Fig. 6: Enrichment of CCCG or CGGG sequences in mouse repeat elements that are DNMT3C targets.
figure 6

a Image of the L1MdA and IAPEz-int elements showing the frequencies of CpG sites, CCCG + CGGG sites and fraction of CpG sites in CCCG or CGGG context, all expressed as o/e frequencies averaged over 50 bps. “Expected” values were determined using the C and G content of the entry. The annotated ORFs of the elements are indicated. Note the clustering of CCCG/CGGG sites in the promoter of L1MdA and at several regions in the body of IAPEz. b Frequency of CG sites in a CCCG or CGGG context in mouse repeat elements. The figure shows data for three LINE elements and three ERVK elements that are validated DNMT3C targets12. As a control, two ERVK elements are shown, which are not methylated by DNMT3C. In addition, data are shown for examples of one murine ERV1 and ERVL element that both are also not targeted by DNMT3C and for one human ERV2 element. For the L1 elements, the promoter regions were used for the analysis, in all other cases the entire sequence of the element was used. See Supplementary Table 5 and Supplementary Fig. 10 for more information. The p-value was determined by a two-flanked T-test assuming unequal variance. c Methylation rates of two designed repeat substrates with sequences taken from known DNMT3C targets. Shown are averages of three experiments, error bars represent the SD. Data points are indicated by circles. P-values were determined by a two-sided T-test assuming equal variance, n.s. not significant. See also Supplementary Fig. 4.

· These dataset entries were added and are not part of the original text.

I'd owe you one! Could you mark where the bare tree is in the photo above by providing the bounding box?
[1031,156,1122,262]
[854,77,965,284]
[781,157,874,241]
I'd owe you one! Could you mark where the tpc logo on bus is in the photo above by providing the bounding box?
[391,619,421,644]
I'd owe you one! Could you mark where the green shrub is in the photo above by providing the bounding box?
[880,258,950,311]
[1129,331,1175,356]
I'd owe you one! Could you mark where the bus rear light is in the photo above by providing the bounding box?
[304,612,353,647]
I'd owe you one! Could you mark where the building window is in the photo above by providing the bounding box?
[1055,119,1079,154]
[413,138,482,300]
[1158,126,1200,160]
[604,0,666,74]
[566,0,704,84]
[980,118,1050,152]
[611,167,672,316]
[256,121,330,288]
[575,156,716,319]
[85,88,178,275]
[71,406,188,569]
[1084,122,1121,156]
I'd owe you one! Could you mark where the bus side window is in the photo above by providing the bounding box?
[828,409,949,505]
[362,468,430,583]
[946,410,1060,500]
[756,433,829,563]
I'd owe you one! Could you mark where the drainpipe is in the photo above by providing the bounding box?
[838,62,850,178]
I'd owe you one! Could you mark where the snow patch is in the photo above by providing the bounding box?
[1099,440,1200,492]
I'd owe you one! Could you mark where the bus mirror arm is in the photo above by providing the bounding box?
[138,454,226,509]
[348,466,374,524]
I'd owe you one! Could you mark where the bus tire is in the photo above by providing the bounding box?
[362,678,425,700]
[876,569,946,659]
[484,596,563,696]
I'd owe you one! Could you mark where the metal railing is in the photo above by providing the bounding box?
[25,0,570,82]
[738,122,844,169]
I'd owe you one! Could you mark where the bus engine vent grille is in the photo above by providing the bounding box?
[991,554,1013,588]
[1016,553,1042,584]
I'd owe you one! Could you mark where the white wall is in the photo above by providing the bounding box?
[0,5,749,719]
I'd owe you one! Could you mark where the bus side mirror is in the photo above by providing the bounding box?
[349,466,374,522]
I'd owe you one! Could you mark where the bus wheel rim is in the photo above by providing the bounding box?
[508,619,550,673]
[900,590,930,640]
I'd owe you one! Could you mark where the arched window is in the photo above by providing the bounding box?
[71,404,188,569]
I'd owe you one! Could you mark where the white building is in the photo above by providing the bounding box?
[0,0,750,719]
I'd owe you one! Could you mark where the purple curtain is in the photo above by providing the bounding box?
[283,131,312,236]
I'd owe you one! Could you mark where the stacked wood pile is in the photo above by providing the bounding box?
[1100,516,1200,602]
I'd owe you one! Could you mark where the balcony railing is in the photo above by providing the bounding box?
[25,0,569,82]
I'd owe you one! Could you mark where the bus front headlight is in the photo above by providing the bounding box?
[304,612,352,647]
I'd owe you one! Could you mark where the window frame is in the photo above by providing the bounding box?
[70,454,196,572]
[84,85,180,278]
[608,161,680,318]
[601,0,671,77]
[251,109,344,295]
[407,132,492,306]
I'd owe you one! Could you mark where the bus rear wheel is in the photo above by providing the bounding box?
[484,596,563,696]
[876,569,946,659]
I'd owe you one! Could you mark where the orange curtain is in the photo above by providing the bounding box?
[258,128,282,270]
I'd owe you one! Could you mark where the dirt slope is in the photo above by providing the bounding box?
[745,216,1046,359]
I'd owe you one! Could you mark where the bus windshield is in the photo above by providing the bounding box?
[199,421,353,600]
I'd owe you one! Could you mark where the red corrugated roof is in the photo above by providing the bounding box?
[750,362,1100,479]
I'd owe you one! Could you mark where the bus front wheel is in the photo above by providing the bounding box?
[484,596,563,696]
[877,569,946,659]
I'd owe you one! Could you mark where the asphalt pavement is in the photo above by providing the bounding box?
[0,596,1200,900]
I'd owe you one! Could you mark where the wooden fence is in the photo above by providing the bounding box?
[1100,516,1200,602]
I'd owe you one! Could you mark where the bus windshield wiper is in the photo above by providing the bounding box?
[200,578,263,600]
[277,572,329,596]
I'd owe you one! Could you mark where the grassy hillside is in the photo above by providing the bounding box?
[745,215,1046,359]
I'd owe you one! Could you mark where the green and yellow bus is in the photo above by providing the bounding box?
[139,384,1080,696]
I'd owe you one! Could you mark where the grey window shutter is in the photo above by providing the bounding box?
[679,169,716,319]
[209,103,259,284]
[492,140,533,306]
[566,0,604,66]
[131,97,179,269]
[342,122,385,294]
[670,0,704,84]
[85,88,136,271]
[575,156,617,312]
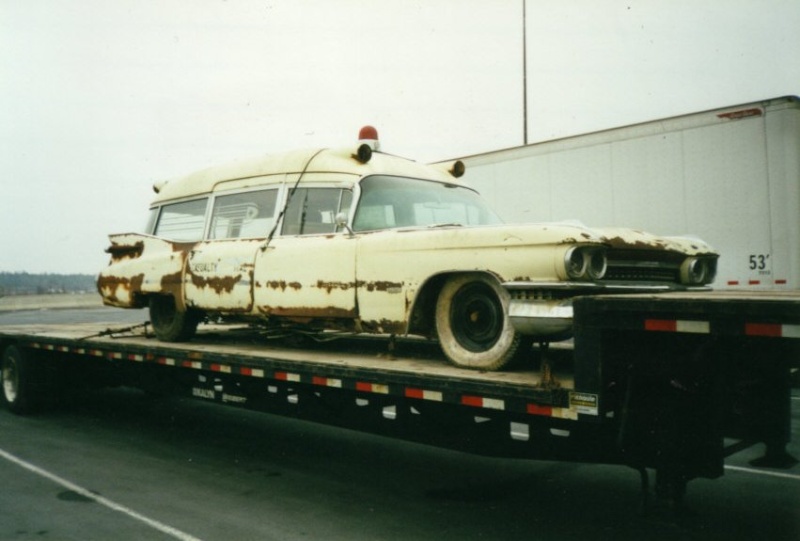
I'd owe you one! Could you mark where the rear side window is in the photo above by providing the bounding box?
[209,189,278,239]
[154,199,208,242]
[282,188,353,235]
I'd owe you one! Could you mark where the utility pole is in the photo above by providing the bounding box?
[522,0,528,145]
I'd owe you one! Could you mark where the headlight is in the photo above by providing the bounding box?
[564,247,586,280]
[681,257,717,286]
[564,246,608,280]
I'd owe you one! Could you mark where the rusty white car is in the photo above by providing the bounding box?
[97,128,717,370]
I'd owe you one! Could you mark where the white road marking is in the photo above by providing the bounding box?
[725,464,800,481]
[0,449,201,541]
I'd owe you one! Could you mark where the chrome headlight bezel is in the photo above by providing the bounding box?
[681,257,717,286]
[564,246,608,281]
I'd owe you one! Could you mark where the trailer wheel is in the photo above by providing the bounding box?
[436,274,520,370]
[2,346,40,415]
[150,295,201,342]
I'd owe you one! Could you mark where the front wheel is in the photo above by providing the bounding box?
[150,295,201,342]
[1,346,41,415]
[436,274,520,370]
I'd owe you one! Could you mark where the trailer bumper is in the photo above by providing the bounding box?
[508,298,572,336]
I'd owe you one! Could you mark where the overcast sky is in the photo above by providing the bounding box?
[0,0,800,274]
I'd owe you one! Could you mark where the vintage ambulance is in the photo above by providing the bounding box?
[97,127,717,370]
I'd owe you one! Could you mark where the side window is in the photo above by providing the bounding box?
[154,199,208,241]
[209,190,278,239]
[282,188,353,235]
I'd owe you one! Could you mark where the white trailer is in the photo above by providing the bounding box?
[460,97,800,290]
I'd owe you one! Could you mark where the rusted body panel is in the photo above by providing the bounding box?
[97,233,188,308]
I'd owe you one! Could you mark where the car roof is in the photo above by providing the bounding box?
[153,147,462,205]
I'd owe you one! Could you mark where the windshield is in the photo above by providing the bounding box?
[353,175,502,231]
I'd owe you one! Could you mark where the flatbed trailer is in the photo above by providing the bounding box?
[0,292,800,502]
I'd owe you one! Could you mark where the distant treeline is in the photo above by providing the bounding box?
[0,272,96,297]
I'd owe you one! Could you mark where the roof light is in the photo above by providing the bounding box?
[358,126,381,152]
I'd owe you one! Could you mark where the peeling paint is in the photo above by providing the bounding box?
[191,274,242,295]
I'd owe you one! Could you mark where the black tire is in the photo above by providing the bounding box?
[150,295,202,342]
[0,346,41,415]
[436,274,520,370]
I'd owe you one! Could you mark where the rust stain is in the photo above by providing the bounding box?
[360,281,403,292]
[266,280,303,291]
[97,273,144,304]
[317,280,355,293]
[191,274,242,295]
[106,241,144,263]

Next, we aimed to determine the CCCG/CGGG content in negative control repeat elements. For this, we inspected the published data12 for elements that did not show DNMT3C dependent changes in DNA methylation and expression and for which DFAM entries were available with sufficient length (>400 bps) and identified two ERVK elements that were suitable for our analysis (MMERVK9E and MMERVK10D3). Both elements showed similar enrichment in CpG sites as the ERVK elements that are DNMT3C targets (Supplementary Table 5). However, the level of CpG sites in CCCG/CGGG context was significantly smaller than in the DNMT3C targets (p-value 9.7×10-4 based on two sided Ttest with unequal variance) (Fig. 6b and Supplementary Table 5). Murine ERV elements from other classes (ERV1, ERVL) that are not targeted by DNMT3C, and a human ERV2 element showed low CCCG/CGGG frequencies as well. We conclude that validated DNMT3C targets exhibit specific enrichment of CpG sites in CCCG/CGGG context either in their control regions or throughout the entire element.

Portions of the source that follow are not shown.